Investors are redirecting their attention to beaten-up bonds and undervalued stocks as they anticipate the Federal Reserve's rate-hiking campaign to come to an end. A recent survey conducted by MFS revealed that 52% of respondents in the fixed-income market have been raising the duration in their bond holdings over the past five months. Additionally, nearly one in three investors plan to increase their allocations to U.S. credit in 2024, while a quarter of respondents expect to boost their investment in emerging-market debt.
According to Jon Barry, the managing director of MFS Investment Solutions Group, there has been a clear trend of de-risking among investors in the last six to 12 months. This shift in sentiment comes after an extended period of low interest rates, with fixed-income investments now being perceived as "fairly valued" for the first time in a long while.
Investing in longer-duration bonds has been a challenging endeavor, with values experiencing significant declines following 18 months of Fed interest-rate hikes. However, recent volatility has led to a rebound.
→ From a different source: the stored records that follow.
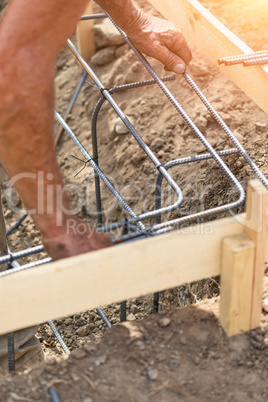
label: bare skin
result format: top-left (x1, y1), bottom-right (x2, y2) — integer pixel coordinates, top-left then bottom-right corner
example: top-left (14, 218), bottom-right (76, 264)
top-left (0, 0), bottom-right (191, 259)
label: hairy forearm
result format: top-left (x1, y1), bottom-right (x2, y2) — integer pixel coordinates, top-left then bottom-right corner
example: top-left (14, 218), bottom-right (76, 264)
top-left (95, 0), bottom-right (141, 33)
top-left (0, 0), bottom-right (87, 237)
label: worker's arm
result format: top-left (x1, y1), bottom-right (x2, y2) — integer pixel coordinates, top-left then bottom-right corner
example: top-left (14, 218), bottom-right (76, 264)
top-left (95, 0), bottom-right (192, 74)
top-left (0, 0), bottom-right (191, 259)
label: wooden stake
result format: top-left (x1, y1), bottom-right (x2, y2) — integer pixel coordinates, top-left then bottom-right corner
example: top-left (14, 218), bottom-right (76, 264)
top-left (76, 1), bottom-right (96, 61)
top-left (245, 180), bottom-right (268, 329)
top-left (220, 180), bottom-right (268, 336)
top-left (220, 233), bottom-right (255, 336)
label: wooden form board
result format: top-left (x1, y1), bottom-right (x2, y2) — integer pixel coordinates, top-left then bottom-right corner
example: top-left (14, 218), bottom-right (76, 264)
top-left (149, 0), bottom-right (268, 112)
top-left (220, 180), bottom-right (268, 336)
top-left (0, 215), bottom-right (249, 334)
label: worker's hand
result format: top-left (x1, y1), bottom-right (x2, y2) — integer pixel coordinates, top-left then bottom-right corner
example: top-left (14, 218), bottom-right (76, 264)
top-left (125, 11), bottom-right (192, 74)
top-left (42, 217), bottom-right (113, 260)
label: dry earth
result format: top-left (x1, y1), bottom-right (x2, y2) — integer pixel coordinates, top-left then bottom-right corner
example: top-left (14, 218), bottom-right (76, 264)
top-left (0, 0), bottom-right (268, 402)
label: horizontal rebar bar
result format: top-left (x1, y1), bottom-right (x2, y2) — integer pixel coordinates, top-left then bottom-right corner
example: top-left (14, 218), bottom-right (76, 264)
top-left (243, 54), bottom-right (268, 67)
top-left (218, 50), bottom-right (268, 65)
top-left (0, 245), bottom-right (44, 266)
top-left (80, 13), bottom-right (107, 21)
top-left (48, 321), bottom-right (71, 354)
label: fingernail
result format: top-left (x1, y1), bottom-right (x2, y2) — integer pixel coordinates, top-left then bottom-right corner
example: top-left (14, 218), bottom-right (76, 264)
top-left (174, 63), bottom-right (185, 74)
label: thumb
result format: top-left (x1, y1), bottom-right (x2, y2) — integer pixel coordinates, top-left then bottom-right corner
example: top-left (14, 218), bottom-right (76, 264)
top-left (157, 46), bottom-right (186, 74)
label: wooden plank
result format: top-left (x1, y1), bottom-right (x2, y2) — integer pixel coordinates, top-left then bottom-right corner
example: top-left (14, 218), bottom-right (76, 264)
top-left (0, 216), bottom-right (247, 333)
top-left (149, 0), bottom-right (268, 112)
top-left (245, 180), bottom-right (268, 329)
top-left (220, 233), bottom-right (255, 336)
top-left (76, 1), bottom-right (96, 61)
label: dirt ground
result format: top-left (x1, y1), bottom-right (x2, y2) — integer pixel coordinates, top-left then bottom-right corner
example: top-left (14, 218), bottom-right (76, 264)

In October, the 10-year and 30-year Treasury yields reached their highest levels in 16 years, but they have since retreated and lifted several major U.S. bond indexes back into positive territory for the year.
For instance, the Bloomberg U.S. Aggregate index, which tracks investment-grade U.S. bonds, is projected to achieve a total return of approximately 0.4% for the year through Wednesday, according to FactSet.